See more from this Session: Conservation Practices to Mitigate the Effects of Climate Change: II
By determining the source or sink strength of the three major agricultural greenhouse gases (GHG), nitrous oxide (N2O), methane (CH4) and carbon dioxide (CO2) in terms of their global warming potential (GWP), it becomes possible to directly evaluate policy options for GHG mitigation in agriculture.
The Great Lakes Bioenergy Research Center (GLBRC) has established a number of field–scale research sites at the W.K. Kellogg Biological Station (KBS) in SW Michigan, to investigate the environmental sustainability of potential bioenergy cropping systems. Also situated at KBS, the Long-term Ecological Research (LTER) Program studies the ecology of intensive field crop ecosystems as part of a national network of sites.
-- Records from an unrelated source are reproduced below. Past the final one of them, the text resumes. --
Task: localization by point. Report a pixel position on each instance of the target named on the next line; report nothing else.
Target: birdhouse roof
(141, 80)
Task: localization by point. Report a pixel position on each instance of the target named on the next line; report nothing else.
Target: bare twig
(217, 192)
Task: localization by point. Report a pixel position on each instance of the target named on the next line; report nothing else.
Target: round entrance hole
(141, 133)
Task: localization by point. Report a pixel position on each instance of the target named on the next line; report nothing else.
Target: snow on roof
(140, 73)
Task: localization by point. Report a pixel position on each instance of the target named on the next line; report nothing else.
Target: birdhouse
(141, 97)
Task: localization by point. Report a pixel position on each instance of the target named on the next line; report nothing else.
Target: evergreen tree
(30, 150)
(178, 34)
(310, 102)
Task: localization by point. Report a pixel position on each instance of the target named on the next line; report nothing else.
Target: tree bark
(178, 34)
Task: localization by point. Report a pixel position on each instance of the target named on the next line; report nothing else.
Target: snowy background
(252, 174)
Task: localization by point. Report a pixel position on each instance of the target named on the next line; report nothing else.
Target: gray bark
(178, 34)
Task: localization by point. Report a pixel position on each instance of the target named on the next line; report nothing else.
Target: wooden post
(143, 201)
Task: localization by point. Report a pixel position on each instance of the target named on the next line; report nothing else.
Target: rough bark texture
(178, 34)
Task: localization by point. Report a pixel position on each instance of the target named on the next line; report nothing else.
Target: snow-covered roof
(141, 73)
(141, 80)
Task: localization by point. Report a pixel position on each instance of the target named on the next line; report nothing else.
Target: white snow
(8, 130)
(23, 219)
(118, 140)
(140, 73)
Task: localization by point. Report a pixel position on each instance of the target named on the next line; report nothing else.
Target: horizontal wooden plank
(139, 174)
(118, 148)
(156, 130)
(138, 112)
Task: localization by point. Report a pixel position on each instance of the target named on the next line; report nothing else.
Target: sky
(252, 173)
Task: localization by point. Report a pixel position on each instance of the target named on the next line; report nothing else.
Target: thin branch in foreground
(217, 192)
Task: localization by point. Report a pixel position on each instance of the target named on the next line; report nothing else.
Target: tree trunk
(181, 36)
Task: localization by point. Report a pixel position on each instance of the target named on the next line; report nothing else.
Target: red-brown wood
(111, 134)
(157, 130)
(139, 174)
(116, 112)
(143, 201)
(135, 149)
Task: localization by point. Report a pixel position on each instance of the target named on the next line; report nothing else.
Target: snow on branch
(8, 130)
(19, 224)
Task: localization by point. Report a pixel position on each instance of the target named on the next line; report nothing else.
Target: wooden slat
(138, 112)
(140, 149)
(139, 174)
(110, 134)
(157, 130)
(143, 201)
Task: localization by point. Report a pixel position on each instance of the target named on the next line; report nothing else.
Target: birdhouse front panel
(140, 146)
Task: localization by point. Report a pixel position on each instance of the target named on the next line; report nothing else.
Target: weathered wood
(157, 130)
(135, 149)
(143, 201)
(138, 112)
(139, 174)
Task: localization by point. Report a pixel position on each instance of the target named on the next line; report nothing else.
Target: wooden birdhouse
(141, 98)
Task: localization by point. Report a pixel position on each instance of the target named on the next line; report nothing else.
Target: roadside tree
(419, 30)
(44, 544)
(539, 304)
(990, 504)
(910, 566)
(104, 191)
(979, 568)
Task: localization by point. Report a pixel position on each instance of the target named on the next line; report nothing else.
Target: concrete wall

It is currently the only agricultural site in the U.S. in this network.
These large–scale research programs require intensive, year round gas sampling regimes to help fully elucidate the GHG footprint of the numerous treatments and management practices under investigation. A very large number of gas samples (approximately 25000 per year) are routinely generated that require quick, accurate, and reproducible analysis and data roll–out.
To that end a near–fully automated, laboratory gas chromatography analysis and data integration system, has been engineered and installed in the GHG laboratory at KBS. This system is flexible to changing field and laboratory protocols and requirements, and incorporates a number of distinctive and advantageous features including: 1) robotic sampling and analysis of up to 440 samples per run; 2) a stable and reproducible analysis; 3) flexible method development and user interface; 4) easy to understand post run report summary; and 5) an automated calibration standard builder.
Here we present images, schematics, and information on the various components of this automated chromatographic system, highlighting the adaptations and attributes required for day–to–day laboratory operation.